Friedrich é um dos três ministros da União Social-Cristã (CSU) da Baviera, ramo bávaro da União Democrata-Cristã (CDU), liderada por Angela Merkel.

Outros dirigentes da CSU, que tem adotado uma posição mais dura do que a CDU no que respeita às ajudas europeias, defenderam, tal como Friedrich, uma saída voluntária da Grécia do euro.

Horst Seehofer, líder da CSU e governador da Baviera, manteve-se à margem desta discussão, apelando a um voto favorável ao segundo pacote de ajudas à Grécia no parlamento federal.

Lembrou que no último congresso do partido foi aprovada uma moção que pondera a hipótese de a Grécia sair do euro, «como último recurso».

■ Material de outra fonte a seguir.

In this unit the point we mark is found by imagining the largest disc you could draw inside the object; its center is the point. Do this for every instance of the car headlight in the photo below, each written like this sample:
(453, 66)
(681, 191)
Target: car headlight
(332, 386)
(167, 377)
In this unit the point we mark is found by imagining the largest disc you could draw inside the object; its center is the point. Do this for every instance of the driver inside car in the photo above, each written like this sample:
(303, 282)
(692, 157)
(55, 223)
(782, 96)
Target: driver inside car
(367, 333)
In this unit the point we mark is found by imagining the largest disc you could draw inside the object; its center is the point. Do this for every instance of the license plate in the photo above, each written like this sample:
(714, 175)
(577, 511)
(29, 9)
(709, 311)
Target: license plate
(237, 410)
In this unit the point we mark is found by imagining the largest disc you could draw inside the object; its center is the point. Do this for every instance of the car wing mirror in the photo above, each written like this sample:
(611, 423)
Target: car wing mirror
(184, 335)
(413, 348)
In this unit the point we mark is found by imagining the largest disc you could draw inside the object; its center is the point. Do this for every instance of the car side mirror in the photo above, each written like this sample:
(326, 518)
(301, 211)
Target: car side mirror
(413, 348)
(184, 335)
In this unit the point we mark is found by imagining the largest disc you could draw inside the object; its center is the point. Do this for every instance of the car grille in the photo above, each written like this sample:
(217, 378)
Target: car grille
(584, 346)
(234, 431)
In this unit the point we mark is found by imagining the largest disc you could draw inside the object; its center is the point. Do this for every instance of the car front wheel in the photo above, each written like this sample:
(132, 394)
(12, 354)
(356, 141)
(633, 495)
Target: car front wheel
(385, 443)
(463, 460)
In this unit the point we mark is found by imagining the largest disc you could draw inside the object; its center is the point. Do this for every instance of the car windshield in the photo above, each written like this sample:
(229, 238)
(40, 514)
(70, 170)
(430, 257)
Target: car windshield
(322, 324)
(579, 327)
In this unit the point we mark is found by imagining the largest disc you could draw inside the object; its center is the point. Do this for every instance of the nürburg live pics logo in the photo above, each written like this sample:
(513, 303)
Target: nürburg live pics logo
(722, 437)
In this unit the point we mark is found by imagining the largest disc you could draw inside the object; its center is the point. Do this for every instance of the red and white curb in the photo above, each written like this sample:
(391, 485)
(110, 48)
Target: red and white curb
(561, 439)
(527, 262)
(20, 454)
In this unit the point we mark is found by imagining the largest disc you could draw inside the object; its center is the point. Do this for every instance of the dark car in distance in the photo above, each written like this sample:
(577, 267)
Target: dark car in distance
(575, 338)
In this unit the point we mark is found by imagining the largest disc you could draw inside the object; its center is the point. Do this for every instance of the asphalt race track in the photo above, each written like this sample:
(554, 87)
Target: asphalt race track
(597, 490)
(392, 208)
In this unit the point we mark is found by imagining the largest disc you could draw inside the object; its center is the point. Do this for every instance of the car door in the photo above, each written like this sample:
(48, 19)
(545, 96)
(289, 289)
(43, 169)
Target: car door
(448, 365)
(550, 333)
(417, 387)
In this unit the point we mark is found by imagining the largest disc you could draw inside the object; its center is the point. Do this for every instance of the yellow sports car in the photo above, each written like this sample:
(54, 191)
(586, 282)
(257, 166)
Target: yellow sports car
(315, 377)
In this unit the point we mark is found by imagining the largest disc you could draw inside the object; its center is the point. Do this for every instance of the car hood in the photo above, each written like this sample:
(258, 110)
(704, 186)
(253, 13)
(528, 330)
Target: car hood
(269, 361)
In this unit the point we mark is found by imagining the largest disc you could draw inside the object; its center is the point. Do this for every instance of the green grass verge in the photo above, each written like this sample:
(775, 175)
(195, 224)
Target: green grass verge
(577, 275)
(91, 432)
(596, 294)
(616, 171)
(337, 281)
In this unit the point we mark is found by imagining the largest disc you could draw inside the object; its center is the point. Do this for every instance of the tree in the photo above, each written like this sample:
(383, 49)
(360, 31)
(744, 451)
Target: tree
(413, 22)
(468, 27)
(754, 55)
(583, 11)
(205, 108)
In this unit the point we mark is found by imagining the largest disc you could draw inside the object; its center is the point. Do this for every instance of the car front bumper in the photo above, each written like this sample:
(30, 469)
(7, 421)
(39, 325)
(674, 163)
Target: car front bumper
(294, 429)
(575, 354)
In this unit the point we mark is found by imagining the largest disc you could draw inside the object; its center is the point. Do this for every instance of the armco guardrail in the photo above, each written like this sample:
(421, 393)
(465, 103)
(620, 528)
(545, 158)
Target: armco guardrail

Por seu turno, os liberais do FDP, o outro partido da coligação de centro-direita em Berlim, criticaram abertamente as declarações de Friedrich.

«Com afirmações impensadas pode-se partir a porcelana muito depressa», disse o ministro dos Negócios Estrangeiros, Guido Westerwelle, lembrando que a Alemanha tem de respeitar os compromissos a assumidos a nível europeu.

O primeiro-ministro grego reúne-se na quarta-feira com o presidente da Comissão Europeia, Durão Barroso.